Update at bottom
Update 2 for Saikuro reported cyclomatic complexity
Update 3 for Flog
I despise metaprogrammed tests. The problem with metaprogrammed tests is that they introduce more questions than answers. Tests are supposed to give confidence, but I don't feel very confident when I find myself asking: which assertion failed? what part of the test is wrong? in which loop, at what value, do you think the problem is?

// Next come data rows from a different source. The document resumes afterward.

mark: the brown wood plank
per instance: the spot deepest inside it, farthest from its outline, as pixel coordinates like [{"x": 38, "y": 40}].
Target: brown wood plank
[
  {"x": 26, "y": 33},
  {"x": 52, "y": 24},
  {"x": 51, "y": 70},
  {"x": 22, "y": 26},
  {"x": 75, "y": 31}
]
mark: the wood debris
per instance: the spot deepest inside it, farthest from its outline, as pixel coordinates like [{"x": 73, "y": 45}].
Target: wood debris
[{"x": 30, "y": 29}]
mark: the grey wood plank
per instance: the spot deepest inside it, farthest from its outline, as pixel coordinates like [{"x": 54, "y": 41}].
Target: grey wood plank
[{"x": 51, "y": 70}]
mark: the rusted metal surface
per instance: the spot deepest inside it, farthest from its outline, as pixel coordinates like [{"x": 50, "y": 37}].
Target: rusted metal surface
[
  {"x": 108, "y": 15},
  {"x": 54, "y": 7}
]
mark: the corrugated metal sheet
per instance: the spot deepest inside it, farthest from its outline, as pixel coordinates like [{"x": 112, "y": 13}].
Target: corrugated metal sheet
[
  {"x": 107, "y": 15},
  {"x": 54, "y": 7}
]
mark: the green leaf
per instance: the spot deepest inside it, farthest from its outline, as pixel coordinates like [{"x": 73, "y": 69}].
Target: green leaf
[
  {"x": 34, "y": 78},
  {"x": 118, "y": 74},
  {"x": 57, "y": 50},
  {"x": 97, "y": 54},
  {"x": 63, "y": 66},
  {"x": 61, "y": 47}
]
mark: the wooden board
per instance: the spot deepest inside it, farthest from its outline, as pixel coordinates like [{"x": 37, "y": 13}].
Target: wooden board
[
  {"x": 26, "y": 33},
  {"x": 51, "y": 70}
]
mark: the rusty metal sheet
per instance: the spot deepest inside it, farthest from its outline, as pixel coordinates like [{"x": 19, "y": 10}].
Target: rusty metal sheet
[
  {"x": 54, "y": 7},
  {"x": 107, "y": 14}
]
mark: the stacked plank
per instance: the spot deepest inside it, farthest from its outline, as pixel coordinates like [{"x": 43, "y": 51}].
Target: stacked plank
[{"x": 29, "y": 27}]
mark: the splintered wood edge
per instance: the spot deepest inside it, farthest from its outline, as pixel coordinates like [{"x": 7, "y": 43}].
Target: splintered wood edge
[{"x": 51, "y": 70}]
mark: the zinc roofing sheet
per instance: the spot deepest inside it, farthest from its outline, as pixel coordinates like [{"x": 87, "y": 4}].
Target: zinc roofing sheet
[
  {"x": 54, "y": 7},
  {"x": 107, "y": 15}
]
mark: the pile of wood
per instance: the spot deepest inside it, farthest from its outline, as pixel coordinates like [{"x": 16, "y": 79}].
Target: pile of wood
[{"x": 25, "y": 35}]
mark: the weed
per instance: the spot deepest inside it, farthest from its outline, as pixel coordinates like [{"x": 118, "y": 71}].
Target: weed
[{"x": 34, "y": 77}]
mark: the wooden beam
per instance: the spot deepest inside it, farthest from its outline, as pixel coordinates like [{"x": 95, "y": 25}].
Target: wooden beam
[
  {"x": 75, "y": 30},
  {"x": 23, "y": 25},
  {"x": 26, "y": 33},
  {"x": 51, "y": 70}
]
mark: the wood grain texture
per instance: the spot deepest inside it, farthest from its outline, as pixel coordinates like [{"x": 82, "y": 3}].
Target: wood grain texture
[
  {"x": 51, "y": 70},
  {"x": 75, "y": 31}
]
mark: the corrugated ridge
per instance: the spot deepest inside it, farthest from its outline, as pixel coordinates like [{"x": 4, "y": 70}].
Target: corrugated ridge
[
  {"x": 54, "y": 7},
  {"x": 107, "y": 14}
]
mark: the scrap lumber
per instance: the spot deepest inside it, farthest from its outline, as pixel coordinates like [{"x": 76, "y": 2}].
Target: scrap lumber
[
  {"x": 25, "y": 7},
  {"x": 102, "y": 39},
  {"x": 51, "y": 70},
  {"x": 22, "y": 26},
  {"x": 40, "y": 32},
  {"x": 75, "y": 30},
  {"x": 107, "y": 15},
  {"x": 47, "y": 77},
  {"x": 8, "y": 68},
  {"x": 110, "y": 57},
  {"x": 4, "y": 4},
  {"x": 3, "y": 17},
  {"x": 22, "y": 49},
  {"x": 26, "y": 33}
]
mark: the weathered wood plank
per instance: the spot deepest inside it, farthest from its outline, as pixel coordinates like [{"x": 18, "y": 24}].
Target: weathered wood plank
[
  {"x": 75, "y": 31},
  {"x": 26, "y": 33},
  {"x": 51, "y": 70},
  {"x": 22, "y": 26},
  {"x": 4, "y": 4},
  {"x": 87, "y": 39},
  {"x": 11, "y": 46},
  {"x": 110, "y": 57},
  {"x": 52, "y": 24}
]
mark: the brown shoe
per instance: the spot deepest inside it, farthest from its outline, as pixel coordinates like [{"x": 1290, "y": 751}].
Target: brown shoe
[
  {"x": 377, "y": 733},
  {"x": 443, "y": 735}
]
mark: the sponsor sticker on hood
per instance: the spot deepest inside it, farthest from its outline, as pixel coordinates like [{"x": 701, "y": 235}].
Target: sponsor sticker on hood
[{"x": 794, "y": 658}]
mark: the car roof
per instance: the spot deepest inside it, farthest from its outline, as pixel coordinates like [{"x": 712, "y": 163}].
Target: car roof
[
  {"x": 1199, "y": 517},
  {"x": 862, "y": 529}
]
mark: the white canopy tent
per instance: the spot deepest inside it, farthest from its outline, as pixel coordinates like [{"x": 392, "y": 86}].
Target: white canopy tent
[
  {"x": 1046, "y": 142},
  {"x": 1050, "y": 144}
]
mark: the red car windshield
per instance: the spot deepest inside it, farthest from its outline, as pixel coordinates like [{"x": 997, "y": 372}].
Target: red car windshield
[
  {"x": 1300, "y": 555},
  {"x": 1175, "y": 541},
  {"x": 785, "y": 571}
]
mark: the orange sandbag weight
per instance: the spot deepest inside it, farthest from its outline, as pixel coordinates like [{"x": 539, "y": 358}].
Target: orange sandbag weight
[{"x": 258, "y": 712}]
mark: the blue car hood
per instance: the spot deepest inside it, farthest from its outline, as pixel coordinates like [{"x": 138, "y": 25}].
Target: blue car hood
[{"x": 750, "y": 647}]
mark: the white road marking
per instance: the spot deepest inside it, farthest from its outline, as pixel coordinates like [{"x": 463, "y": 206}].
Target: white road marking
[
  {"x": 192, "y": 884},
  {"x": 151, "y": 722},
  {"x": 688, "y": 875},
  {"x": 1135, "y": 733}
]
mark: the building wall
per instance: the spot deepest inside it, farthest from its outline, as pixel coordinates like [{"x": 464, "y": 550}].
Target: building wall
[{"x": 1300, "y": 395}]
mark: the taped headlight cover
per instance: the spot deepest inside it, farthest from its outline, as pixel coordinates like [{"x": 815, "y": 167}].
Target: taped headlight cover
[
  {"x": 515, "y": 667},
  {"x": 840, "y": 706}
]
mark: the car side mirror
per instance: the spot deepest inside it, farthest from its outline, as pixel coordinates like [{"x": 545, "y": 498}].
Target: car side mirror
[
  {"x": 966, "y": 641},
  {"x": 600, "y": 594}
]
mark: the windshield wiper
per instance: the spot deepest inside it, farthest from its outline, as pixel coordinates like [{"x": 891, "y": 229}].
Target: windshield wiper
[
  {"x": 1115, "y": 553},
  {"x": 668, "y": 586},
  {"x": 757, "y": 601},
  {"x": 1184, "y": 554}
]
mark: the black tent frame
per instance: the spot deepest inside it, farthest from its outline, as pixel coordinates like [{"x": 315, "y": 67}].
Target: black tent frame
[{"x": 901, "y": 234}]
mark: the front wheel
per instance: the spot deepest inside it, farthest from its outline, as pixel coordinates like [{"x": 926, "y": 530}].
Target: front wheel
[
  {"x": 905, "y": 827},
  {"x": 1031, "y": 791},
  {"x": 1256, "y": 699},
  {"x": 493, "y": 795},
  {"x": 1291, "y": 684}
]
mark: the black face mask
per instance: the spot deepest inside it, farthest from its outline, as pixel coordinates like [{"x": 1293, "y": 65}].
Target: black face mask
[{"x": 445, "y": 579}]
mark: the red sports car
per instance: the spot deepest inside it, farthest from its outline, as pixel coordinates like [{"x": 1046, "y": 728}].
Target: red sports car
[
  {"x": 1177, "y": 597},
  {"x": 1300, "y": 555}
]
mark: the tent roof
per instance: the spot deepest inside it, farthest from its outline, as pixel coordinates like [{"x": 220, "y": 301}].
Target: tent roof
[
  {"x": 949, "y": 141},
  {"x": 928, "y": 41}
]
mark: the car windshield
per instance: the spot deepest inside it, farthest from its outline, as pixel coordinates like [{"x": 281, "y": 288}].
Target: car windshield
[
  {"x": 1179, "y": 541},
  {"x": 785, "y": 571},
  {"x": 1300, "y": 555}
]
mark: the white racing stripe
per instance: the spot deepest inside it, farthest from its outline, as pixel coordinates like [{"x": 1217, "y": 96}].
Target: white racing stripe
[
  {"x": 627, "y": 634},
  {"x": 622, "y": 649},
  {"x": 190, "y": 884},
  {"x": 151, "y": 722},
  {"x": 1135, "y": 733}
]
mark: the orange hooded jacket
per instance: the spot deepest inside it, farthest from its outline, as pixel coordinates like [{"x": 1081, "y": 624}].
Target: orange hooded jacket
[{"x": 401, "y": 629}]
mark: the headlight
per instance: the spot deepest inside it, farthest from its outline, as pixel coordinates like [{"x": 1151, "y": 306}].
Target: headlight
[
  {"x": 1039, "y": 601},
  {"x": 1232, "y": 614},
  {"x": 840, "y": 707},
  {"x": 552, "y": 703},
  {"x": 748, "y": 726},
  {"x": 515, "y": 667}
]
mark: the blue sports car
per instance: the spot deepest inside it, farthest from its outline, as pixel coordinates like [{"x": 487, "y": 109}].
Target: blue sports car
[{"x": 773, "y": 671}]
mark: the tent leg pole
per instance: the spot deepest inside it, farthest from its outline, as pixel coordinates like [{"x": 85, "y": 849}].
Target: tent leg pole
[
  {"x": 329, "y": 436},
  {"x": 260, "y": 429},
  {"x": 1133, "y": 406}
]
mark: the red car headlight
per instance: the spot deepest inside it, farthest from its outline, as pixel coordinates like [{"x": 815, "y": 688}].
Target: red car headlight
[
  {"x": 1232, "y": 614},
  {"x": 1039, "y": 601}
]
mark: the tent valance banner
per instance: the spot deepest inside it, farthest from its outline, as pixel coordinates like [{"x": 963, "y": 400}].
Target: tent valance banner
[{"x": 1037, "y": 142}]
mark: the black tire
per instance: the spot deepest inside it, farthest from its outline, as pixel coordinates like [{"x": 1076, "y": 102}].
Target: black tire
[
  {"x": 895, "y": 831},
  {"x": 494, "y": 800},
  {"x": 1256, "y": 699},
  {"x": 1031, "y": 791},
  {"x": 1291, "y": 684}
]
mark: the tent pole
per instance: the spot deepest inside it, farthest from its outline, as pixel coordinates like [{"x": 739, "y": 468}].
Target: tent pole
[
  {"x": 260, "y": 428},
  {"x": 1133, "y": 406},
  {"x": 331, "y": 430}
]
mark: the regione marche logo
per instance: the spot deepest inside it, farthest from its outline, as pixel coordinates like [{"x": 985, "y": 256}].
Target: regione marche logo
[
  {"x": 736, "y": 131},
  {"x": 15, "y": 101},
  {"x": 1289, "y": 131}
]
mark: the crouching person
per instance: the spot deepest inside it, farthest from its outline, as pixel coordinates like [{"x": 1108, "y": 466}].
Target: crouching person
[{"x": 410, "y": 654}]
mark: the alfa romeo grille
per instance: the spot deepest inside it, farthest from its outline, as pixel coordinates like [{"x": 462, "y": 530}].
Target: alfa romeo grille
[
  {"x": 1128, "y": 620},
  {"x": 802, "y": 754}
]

Let's jump straight to an example. The following method on Fixnum will tell you what the letter grade is.
class Fixnum
def as_letter_grade
case self
when 0..59 then "F"
when 60..69 then "D"
when 70..79 then "C"
when 80..89 then "B"
when 90..100 then "A"
end
end
end
50.as_letter_grade 60.as_letter_grade 70.as_letter_grade 80.as_letter_grade 90.as_letter_grade
For completeness you may wish to test every value between 0 and 100 to ensure that no mistakes are made. Doing this the most straight forward way possible, you would define 101 tests and test every value individually.
require 'test/unit'
class GradeTests < Test::Unit::TestCase
def test_zero_is_an_f
assert_equal "F", 0.as_letter_grade
end
def test_one_is_an_f
assert_equal "F", 1.as_letter_grade
end
def test_two_is_an_f
assert_equal "F", 2.as_letter_grade
end
end
While this would work it suffers from a few complications: it's too long to digest and it would be painfully tedious to write. You might jump to the conclusion that you ought to metaprogram the tests to resolve the previously mentioned issues.
require 'test/unit'
class GradeTests < Test::Unit::TestCase
(0..100).each do |index|
letter = case index
when 0..59 then "F"
when 60..69 then "D"
when 70..79 then "C"
when 80..89 then "B"
when 90..100 then "A"
end
define_method "test_#{index}_is_#{letter}" do
assert_equal letter, index.as_letter_grade
end
end
end
This solution isn't so bad at first glance. When a test fails, I can see what number I was working with, what letter I expected and what letter I actually got.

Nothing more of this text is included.